Indeed, for all the attention the data from Nielsen and HBO’s own research team will get, one of the best yardsticks to judge Dragon will be how it impacts HBO Max’s subscriber numbers during the third and fourth quarters of this year, particularly in the U.S. Max’s domestic subscriber base was basically flat during the second quarter of 2022, so if that number grows notably in the second half of the year, Dragon will likely get a lot of the credit. It’ll also be worth monitoring third-party data about subscriber churn for HBO Max in the coming months to see if the show has an impact. But whatever the numbers show, don’t be surprised if the streamer moves very quickly to give Dragon a second-season order.
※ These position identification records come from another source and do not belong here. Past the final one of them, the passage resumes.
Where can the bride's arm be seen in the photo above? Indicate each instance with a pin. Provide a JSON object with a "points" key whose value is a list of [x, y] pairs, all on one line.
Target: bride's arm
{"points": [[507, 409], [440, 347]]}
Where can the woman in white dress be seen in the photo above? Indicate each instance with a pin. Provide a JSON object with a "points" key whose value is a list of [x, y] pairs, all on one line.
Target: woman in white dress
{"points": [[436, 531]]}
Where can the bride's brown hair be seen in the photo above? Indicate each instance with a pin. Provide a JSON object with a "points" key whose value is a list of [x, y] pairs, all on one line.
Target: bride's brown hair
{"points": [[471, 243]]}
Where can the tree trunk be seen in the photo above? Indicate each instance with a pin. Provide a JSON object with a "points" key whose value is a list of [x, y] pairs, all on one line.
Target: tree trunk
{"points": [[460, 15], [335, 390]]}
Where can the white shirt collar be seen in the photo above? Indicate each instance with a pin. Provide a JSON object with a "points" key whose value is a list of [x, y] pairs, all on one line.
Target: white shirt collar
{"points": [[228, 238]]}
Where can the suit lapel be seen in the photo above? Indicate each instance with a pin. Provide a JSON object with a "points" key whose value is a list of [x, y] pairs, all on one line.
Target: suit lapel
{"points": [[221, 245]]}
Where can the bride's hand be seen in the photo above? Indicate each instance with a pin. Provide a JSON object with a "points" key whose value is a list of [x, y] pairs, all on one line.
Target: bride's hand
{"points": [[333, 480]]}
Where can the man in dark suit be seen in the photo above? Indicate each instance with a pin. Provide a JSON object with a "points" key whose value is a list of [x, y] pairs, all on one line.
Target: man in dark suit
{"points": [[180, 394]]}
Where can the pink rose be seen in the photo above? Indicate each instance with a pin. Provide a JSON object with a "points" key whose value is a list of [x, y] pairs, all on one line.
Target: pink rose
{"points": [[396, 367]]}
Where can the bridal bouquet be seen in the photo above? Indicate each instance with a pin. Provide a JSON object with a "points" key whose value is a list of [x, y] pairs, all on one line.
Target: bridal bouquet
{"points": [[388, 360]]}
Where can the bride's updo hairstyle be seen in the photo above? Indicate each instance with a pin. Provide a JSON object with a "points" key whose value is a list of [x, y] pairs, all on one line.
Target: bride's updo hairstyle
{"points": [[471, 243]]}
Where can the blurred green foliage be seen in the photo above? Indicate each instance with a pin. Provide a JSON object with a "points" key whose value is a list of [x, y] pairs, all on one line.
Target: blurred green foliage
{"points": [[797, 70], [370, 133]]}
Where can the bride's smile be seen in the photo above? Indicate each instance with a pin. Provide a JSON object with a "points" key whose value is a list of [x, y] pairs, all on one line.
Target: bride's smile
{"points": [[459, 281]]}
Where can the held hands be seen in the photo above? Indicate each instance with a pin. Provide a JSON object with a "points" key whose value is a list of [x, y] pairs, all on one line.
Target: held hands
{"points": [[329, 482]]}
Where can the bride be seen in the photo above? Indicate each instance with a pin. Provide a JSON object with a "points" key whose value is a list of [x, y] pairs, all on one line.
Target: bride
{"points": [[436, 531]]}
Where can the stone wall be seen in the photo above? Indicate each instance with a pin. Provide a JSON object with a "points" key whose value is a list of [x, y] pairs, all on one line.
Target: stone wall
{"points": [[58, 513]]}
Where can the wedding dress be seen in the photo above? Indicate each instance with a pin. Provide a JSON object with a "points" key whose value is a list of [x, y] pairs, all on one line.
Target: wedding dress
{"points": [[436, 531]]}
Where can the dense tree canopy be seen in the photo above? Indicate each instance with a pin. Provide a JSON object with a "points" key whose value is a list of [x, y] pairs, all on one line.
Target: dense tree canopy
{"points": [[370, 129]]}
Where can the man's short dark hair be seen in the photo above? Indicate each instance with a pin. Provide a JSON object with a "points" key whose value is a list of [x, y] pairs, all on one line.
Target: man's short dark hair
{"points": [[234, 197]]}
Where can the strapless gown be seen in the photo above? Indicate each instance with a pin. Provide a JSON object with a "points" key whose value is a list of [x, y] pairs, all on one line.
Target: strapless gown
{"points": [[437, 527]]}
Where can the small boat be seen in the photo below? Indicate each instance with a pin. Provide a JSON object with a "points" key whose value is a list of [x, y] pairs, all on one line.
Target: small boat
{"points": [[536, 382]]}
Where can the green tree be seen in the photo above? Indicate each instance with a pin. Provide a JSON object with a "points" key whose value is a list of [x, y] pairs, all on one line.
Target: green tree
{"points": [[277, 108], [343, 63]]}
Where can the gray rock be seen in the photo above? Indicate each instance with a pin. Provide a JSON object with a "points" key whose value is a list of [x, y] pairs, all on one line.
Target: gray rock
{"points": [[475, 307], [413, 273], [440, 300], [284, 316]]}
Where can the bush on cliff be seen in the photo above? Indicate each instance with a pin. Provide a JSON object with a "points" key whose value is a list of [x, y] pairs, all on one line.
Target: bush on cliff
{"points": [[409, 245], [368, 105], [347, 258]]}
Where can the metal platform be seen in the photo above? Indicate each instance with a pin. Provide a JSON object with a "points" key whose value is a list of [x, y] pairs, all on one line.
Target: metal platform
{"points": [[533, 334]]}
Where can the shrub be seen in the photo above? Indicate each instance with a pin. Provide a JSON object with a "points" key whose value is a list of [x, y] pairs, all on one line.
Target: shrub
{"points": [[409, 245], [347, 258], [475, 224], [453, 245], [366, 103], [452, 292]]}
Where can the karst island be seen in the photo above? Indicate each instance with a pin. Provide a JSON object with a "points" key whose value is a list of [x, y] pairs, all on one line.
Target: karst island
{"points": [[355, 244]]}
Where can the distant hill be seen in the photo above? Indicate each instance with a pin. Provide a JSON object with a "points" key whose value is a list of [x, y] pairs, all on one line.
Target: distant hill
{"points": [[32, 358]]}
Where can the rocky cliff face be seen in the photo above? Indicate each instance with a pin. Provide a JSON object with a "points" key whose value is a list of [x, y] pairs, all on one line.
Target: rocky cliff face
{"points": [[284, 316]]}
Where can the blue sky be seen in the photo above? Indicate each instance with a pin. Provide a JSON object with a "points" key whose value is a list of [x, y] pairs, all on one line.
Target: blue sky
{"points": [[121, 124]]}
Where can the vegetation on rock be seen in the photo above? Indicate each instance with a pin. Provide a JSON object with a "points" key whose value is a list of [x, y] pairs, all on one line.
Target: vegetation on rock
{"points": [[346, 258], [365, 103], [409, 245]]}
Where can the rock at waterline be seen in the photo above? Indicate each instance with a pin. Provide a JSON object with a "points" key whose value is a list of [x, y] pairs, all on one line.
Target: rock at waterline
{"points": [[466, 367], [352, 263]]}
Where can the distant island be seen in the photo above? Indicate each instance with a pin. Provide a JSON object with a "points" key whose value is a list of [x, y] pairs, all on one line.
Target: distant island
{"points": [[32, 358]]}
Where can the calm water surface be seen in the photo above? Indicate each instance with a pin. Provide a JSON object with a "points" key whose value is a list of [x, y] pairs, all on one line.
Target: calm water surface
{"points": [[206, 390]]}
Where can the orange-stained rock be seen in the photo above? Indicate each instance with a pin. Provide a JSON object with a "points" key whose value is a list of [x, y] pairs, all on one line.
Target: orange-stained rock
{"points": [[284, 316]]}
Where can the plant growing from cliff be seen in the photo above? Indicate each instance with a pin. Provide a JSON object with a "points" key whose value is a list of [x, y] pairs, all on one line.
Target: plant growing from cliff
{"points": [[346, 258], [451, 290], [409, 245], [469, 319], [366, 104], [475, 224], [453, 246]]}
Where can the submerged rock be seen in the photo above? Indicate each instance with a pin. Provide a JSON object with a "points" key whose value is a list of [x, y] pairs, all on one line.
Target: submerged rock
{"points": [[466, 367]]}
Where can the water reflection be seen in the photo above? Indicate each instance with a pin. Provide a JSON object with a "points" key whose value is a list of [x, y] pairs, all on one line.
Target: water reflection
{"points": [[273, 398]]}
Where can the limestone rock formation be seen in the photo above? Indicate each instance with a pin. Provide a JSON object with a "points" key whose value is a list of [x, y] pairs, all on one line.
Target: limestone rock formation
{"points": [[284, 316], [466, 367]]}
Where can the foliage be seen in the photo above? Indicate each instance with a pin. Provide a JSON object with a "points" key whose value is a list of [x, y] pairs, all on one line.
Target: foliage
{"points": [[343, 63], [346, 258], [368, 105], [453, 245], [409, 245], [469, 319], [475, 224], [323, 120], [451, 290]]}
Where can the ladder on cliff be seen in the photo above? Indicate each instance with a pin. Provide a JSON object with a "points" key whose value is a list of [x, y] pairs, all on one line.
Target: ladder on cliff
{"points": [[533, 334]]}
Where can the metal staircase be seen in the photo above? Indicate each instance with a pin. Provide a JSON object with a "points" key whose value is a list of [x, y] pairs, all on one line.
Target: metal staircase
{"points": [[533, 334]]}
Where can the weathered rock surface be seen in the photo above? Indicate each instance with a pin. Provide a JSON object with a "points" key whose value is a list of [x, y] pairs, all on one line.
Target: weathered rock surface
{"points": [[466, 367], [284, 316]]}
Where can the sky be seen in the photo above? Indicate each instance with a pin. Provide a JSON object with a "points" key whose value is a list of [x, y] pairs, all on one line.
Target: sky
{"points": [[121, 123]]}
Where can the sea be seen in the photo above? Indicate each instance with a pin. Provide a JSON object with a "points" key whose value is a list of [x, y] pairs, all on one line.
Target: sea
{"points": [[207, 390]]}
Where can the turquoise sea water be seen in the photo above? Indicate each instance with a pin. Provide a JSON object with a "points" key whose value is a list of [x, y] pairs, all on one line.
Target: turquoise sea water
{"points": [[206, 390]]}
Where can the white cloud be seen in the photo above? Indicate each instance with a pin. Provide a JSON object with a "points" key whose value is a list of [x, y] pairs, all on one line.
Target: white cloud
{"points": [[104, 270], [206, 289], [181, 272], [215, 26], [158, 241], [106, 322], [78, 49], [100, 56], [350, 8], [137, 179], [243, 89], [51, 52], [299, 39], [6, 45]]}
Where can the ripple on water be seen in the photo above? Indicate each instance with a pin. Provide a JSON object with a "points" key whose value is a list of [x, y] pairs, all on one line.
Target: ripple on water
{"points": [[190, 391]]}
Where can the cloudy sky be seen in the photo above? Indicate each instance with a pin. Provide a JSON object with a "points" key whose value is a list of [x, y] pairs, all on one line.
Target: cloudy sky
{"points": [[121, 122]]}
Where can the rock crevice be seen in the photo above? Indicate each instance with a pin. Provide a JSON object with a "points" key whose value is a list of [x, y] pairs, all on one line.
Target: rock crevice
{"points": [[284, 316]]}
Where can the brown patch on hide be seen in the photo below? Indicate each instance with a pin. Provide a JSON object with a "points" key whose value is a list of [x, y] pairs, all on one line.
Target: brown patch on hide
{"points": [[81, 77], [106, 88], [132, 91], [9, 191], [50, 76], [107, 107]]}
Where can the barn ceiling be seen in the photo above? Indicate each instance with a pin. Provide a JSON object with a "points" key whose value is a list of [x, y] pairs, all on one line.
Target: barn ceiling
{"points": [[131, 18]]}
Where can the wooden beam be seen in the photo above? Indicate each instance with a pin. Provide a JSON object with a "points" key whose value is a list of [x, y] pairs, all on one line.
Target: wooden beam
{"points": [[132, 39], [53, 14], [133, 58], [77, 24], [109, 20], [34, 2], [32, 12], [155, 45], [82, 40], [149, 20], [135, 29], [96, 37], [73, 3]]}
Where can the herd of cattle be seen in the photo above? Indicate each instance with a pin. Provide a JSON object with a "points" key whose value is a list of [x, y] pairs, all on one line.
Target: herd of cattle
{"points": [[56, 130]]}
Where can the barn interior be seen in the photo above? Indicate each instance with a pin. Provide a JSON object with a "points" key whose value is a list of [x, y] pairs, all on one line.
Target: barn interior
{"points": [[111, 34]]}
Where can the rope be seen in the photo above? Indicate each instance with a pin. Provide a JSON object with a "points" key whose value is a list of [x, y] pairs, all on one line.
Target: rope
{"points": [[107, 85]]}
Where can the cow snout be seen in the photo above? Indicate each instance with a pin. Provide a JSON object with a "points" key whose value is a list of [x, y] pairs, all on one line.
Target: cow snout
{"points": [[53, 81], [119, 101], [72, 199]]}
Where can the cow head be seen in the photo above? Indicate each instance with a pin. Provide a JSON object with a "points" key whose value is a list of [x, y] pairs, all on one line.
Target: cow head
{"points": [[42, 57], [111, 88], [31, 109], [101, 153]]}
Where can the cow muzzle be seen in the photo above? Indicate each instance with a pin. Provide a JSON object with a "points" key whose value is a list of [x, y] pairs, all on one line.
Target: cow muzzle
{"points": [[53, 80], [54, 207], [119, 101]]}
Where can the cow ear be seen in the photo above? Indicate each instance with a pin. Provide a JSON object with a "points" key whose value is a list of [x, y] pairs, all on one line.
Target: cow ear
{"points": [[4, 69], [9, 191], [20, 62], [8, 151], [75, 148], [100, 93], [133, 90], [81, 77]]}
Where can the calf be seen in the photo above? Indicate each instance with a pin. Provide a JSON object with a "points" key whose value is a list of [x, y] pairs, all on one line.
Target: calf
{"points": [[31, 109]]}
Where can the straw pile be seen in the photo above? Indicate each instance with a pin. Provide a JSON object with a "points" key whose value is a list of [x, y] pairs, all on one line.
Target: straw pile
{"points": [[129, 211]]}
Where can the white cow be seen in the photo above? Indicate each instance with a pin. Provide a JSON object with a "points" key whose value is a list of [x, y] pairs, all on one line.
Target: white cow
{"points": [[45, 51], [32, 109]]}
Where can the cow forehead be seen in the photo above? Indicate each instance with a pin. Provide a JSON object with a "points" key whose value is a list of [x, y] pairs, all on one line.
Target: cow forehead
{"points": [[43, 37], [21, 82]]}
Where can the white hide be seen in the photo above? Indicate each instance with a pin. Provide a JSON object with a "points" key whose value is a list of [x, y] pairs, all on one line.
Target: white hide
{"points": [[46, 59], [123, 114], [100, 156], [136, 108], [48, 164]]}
It renewed GoT for its second season two days after the premiere, and given how much the platform has invested in the spinoff, it’s hard to imagine a universe where the show doesn’t get a shot at a second season, particularly given GoT’s track record for building audiences between seasons.

Will there be more spinoffs?

Despite internet speculation to the contrary, Dragon is the only new green-lit series from the GoT universe. “Right now, the only [show] out there is House of the Dragon,” Bloys says when asked about other rumored projects. That said, HBO confirmed years ago that ideas for other GoT-inspired series are in various stages of development, and Bloys says that continues to be the case. Beyond that, however, he’s not willing to say much.

“Part of making television is the development process, and not everything works,” he explains. “There’s a lot of experimentation. So every script or idea that we put in development is reported on like it’s being shot, and it’s just not the case. There are people who think we’re shooting — literally shooting — five to ten other series at the moment. And we’re not. We’re just trying to develop good scripts. And if we feel very strongly about one and we think it’s great, we’ll make another one.”